Zdzisław Janik

Personal information
- Date of birth: 11 November 1964 (age 61)
- Place of birth: Kraków, Poland
- Height: 1.79 m (5 ft 10 in)
- Position: Midfielder

Senior career*
- Years: Team / Apps / (Gls)
- 0000–1986: Wisła Kraków
- 1986–1987: Błękitni Modlnica
- 1987–1988: Wawel Kraków
- 1988–1989: Garbarnia Kraków
- 1989–1993: Wisła Kraków / 116 / (21)
- 1993–1995: Oostende / 43 / (6)
- 1995–1997: Beerschot / 53 / (8)
- 1997–1999: Wawel Kraków / 35 / (15)
- 1999: Cracovia / 17 / (1)
- 2000: Wawel Kraków
- 2000–2001: Kmita Zabierzów
- 2001: GÍ / 16 / (3)
- 2001: Kmita Zabierzów
- 2002: GÍ / 17 / (2)
- 2002: Kmita Zabierzów
- 2003: GÍ / 13 / (3)
- 2004–2006: Błękitni Modlnica
- 2006: Świt Krzeszowice [pl]

International career
- 1991-1992: Poland / 4 / (1)

= Zdzisław Janik =

Polish footballer (born 1964)

Zdzisław Janik (born 11 November 1964) is a Polish former professional footballer who played as a midfielder.

==Career==

Janik started his career with Polish second division side Wisła Kraków. After that, he signed for Wawel Kraków in the Polish third division. In 1989, Janik returned to Polish top flight club Wisła Kraków, where he made 116 league appearances and scored 21 goals. In 1993, Janik signed for Oostende in the Belgian top flight after receiving interest from Belgian top flight team Anderlecht, where he suffered a knee injury. In 1995, he signed for Beerschot in the Belgian second division but left due to them going bankrupt.

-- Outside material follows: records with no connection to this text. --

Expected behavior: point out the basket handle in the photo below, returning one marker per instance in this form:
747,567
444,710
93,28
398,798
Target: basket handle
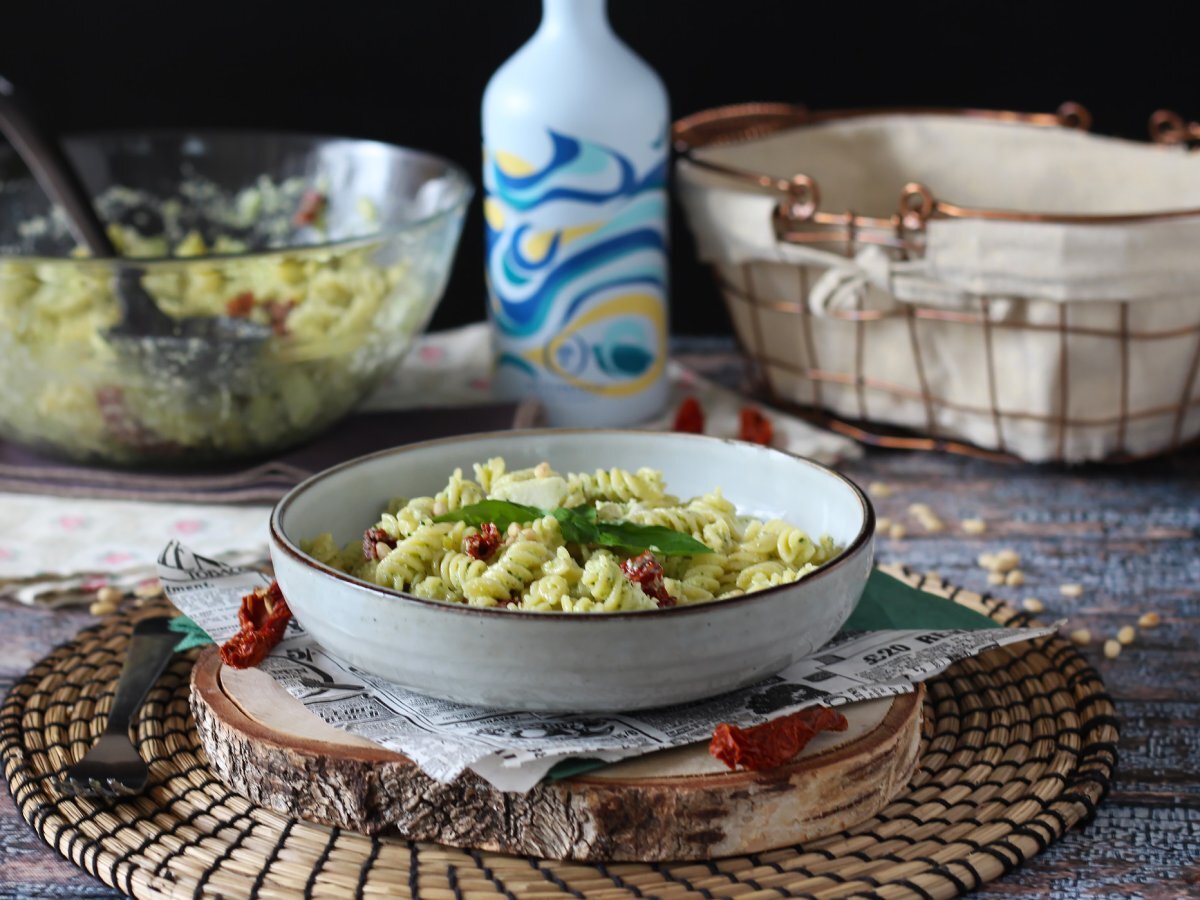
1167,127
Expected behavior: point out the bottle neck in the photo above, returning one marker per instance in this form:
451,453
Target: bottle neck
575,18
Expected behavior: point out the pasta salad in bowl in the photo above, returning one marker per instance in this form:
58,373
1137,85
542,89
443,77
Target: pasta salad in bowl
574,571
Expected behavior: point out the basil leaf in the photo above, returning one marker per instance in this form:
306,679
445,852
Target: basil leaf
579,527
499,513
664,541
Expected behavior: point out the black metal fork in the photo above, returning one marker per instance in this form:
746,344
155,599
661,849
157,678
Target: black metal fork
113,767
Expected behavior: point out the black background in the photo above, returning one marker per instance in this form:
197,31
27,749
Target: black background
414,72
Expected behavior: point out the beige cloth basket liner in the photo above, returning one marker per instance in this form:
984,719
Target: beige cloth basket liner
1083,339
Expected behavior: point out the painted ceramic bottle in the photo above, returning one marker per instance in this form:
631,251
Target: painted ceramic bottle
575,163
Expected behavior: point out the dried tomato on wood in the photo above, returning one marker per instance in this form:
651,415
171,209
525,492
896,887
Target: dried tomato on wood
240,305
371,540
754,426
646,571
774,743
263,617
689,417
484,544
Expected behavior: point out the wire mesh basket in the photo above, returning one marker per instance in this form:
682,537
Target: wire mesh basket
1049,312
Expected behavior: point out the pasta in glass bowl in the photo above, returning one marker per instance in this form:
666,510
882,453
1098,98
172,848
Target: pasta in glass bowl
567,579
335,251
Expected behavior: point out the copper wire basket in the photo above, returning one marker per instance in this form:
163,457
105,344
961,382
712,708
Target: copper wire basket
1107,388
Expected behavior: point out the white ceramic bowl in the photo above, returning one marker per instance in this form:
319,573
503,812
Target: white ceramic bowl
574,663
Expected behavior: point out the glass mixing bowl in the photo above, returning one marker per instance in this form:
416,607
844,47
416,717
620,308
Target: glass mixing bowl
331,252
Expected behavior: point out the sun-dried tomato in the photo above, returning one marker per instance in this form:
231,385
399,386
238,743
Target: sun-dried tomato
263,618
754,426
371,540
689,417
774,743
239,306
484,544
311,209
123,424
646,571
279,311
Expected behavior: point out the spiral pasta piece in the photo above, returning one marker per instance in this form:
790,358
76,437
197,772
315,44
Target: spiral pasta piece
564,567
546,593
607,585
705,574
412,558
533,567
409,517
456,569
617,485
459,492
546,531
519,565
679,519
765,575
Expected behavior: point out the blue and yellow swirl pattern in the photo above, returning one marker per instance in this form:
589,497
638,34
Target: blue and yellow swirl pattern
576,265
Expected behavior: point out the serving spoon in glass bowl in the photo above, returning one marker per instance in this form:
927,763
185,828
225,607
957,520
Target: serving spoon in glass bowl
201,347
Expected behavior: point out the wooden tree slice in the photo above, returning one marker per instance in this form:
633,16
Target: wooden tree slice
675,804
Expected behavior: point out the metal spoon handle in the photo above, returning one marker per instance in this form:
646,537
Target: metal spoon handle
150,648
53,172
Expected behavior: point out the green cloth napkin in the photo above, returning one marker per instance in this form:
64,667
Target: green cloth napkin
192,634
887,604
891,604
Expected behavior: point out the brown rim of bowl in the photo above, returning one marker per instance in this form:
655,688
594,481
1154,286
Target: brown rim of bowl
292,550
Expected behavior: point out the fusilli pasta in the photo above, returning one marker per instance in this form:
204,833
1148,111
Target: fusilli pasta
533,565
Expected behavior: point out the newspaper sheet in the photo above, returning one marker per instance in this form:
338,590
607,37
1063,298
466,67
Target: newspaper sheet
514,749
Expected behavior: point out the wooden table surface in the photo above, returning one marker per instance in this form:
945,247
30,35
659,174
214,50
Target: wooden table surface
1129,535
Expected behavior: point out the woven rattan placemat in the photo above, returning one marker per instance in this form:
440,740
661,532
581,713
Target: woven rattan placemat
1019,745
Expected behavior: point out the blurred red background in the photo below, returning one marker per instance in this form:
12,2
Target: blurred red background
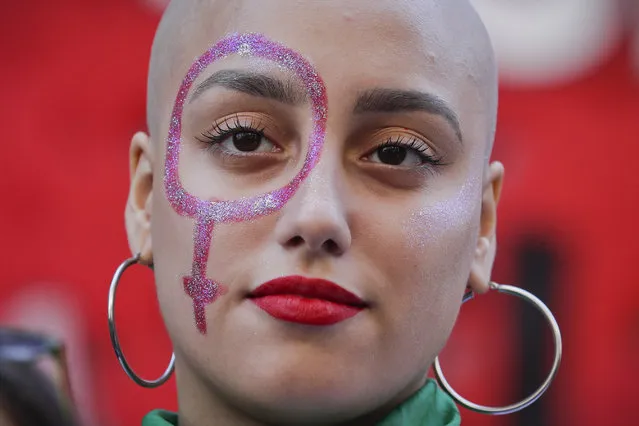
73,81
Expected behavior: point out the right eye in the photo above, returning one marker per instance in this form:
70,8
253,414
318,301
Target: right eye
238,136
241,142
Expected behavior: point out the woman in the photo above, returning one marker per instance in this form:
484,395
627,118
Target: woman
314,202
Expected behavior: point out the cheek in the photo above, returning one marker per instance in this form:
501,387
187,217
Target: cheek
436,253
172,237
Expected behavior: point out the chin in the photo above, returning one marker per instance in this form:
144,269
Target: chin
303,387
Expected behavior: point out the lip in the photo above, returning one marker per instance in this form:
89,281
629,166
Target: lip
310,301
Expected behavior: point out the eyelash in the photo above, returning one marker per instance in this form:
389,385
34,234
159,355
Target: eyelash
219,132
415,145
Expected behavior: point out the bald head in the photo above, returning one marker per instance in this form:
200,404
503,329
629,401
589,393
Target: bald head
445,36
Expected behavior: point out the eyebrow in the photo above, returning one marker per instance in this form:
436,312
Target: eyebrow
255,84
395,100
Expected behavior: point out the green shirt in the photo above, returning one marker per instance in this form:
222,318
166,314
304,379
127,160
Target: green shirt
428,407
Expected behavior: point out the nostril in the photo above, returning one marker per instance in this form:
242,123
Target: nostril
296,241
331,247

In 1997, Janik signed for Polish second division outfit Wawel Kraków. In 1999, he signed for Cracovia in the Polish third division. Before the 2001 season, Janik signed for Faroese side GÍ, where he said, "A lot of foreigners play here, most Yugoslavs and Brazilians. Teams prefer the English style, a lot of running, fighting, body games. We have a guaranteed job in a fish factory. Marek and I both stand for 8 hours at the tape. Then we go to training." In 2004, he signed for Błękitni Modlnica in the Polish seventh division. In 2006, Janik signed for Polish sixth division club Świt Krzeszowice.